What are Unix PIDs and how do they work?

Whenever a procedure is created on a Linux system, it is assigned a new number that identifies it against other applications. This is the procedure ID, o PID, and is used throughout the system to manage running processes.

How processes work in Linux

The first procedure that Linux runs is called systemd, receiving PID 0. All other processes are generated as children of systemd. The first few generally will be low-level Linux things that you don't have to worry about., but further down the tree, the system will start launching user-level processes like MySQL and Nginx.

Each procedure also has a PPID, which stores the PID of the parent by which the procedure was created. There is also a process TTY, which stores the ID of the terminal you used to start the procedure, y UID, which stores the ID of the user who created it. Any procedure that is generally missing a TTY is called Devil, a definition used to denote system processes that run in the background and do not have a control terminal.

Whenever a procedure is closed, that PID is enabled for use by another procedure. Each procedure is also closed with an exit code, which is generally used to indicate whether or not an error occurred. The exit code 0 it's a clean exit, anything greater is a specific error.

On a more technical note, PIDs are an important part of Linux namespaces. Namespaces hide certain parts of the system from processes running in different namespaces, what powers containerization tools like Docker. With namespaces, the PID tree is cut at a certain branch, and only that branch is delivered to the containerized procedure. This branch restarts from the PID 1, so the container looks like it's running on a brand new Linux installation.

Visualization processes

For a complete list of processes, can run the ps command:

sudo ps -e

Which will generate a very long list of all running processes, which is certainly a bit difficult to navigate.

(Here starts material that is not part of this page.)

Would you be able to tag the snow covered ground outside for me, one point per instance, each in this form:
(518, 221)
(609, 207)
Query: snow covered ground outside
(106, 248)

You can filter the results by piping the output to grep, What ps does not have a built-in search function:

sudo ps -e | grep "processname"

Even though you should be warned that, strangely enough, this will also match the newly created grep process, What ps show command arguments, which include your matching string, which evidently matches itself. If you only need the PID of a given procedure name, the pgrep The command just returns the PID and nothing else.

A much more useful viewer is the top command, which acts as a Task Manager from your terminal. Shows all processes sorted by CPU usage, as well as some general system statistics:

If you are running a Linux desktop, this also shows the applications that are running at the moment, even though most applications will be multi-threaded, hence Google Chrome populates this list running in multiple processes with different PIDs.

Stop processes

Being realistic, won't do much with the actual procedure other than shutting it down, since you will not have to manage the creation of the procedure. (Handled automatically when you run a command or script). The command to do that is called succinctly kill, which takes a given PID and closes that procedure:

sudo kill 40589

Additionally you can kill all processes with a given name using the killall command. As an example, to free up some RAM in your system, can execute:

sudo killall chrome

Evidently, this is not the best way to close desktop applications, but most processes will not generate much fuss if they are closed this way.

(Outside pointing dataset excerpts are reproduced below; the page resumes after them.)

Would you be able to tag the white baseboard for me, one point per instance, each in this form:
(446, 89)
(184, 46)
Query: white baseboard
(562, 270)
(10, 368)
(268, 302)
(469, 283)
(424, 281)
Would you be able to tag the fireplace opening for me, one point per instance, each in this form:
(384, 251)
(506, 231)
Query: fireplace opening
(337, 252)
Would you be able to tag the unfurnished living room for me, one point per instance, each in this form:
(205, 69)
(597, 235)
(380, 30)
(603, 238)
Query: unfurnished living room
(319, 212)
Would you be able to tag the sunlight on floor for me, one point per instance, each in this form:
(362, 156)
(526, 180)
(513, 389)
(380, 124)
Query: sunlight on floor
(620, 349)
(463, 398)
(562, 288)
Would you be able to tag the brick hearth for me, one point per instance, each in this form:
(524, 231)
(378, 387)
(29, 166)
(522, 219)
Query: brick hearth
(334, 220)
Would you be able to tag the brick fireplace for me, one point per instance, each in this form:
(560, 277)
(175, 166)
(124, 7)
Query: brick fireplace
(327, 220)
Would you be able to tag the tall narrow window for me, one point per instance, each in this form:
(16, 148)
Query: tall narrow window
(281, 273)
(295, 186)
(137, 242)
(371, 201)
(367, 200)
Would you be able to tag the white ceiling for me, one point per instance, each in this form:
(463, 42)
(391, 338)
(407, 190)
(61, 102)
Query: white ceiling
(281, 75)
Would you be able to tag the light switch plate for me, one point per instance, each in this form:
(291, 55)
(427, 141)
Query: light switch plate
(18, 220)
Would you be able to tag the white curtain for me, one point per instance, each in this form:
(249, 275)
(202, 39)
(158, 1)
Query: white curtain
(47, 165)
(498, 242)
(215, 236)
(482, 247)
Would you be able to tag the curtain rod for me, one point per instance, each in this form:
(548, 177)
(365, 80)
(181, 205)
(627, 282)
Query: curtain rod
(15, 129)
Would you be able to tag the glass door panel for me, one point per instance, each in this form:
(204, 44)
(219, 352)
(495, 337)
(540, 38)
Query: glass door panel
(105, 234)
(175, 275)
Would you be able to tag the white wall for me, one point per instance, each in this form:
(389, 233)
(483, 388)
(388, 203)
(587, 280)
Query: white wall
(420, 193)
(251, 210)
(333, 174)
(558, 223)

Despite this, if the procedure is a Linux service, you will want to use the service command to interact with it. As an example, reloading nginx:

service nginx reload

Or turn it off:

service nginx stop

PID files

A procedure ID only uniquely identifies a procedure while that procedure is running. If you have to restart Nginx, it is possible that a new procedure ID will be assigned to it.

This is where PID files come into play; they are a form of communication between processes, essentially a file that stores the current PID of a given procedure. Another procedure may read this file and inherently know, as an example, what is the PID of MySQL. When MySQL starts, write your own PID to this file for the whole system to see.

In general, PID files are stored in /var/run/, even though this is just common practice and not a requirement, similar to how log files are stored in /var/log/.

Most processes with PID files will also have one running at the same time, what is done with the help of lock files. Lock files are a way of determining a flag that only allows one procedure to start at the same time. When a procedure like Nginx is started, checks if the lock file exists and, If that is not the case, will start normally. But if it's already there, Nginx will throw an error and refuse to start.